Plone Add-on Gallery

collective.catalogcleanup

Documentation

http://img.shields.io/pypi/v/collective.catalogcleanup.svg https://img.shields.io/travis/collective/collective.catalogcleanup/master.svg https://img.shields.io/coveralls/collective/collective.catalogcleanup/master.svg

Usage and goal

Add collective.catalogcleanup to the eggs in your buildout (and to zcml on Plone 3.2 or earlier). This makes a browser view available on the Plone Site root: @@collective-catalogcleanup.

This goes through the portal_catalog and removes all catalog brains for which a getObject call does not work. In other words, it removes brains that no longer belong to an actual object in the site.

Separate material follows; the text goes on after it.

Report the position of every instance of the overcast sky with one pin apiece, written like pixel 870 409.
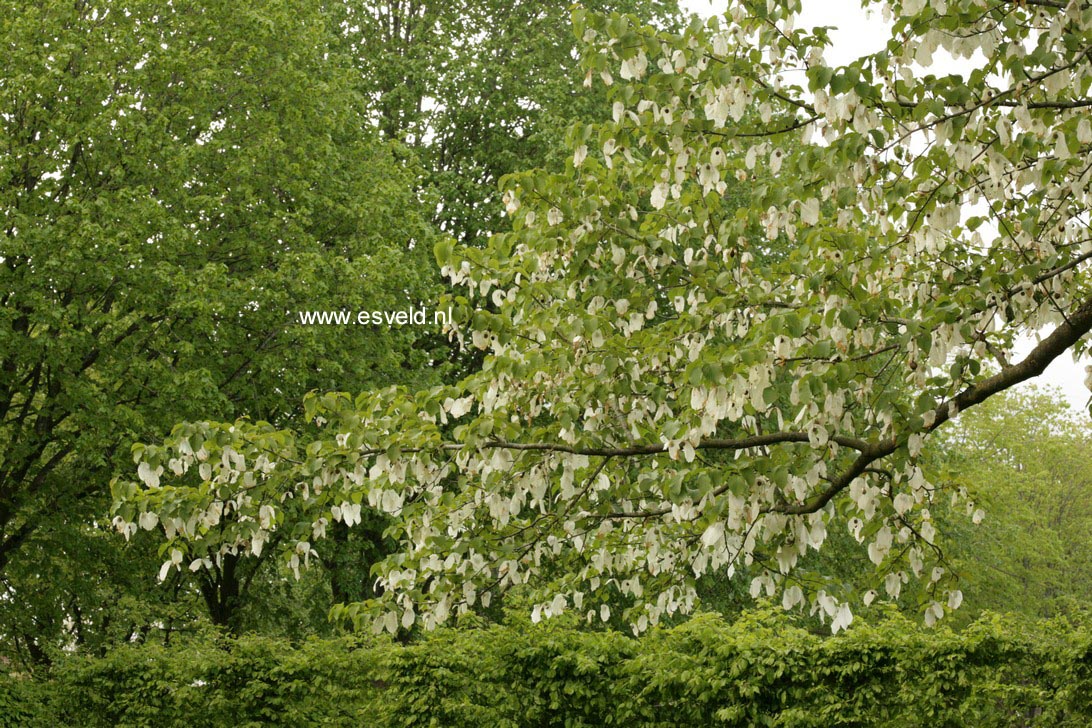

Similar cleanups are done for the uid_catalog and the reference_catalog.

The goal is to get rid of outdated brains that could otherwise cause problems, for example during an upgrade to Plone 4.

@@collective-catalogcleanup by default does a dry run, so it only reports problems. Call it with @@collective-catalogcleanup?dry_run=false to perform the actual cleanup.

Details

So what does the catalog cleanup do?

  • It removes stuff! You must make a backup first!

  • It handles these catalogs: portal_catalog, uid_catalog, reference_catalog.

  • For each catalog it reports the number of catalog brains it contains.

  • It removes brains that have a UID of None.

  • It removes brains of which the object is broken. This can happen when the object belongs to a package that is no longer available in the Plone Site.

  • It removes brains of which the object cannot be found.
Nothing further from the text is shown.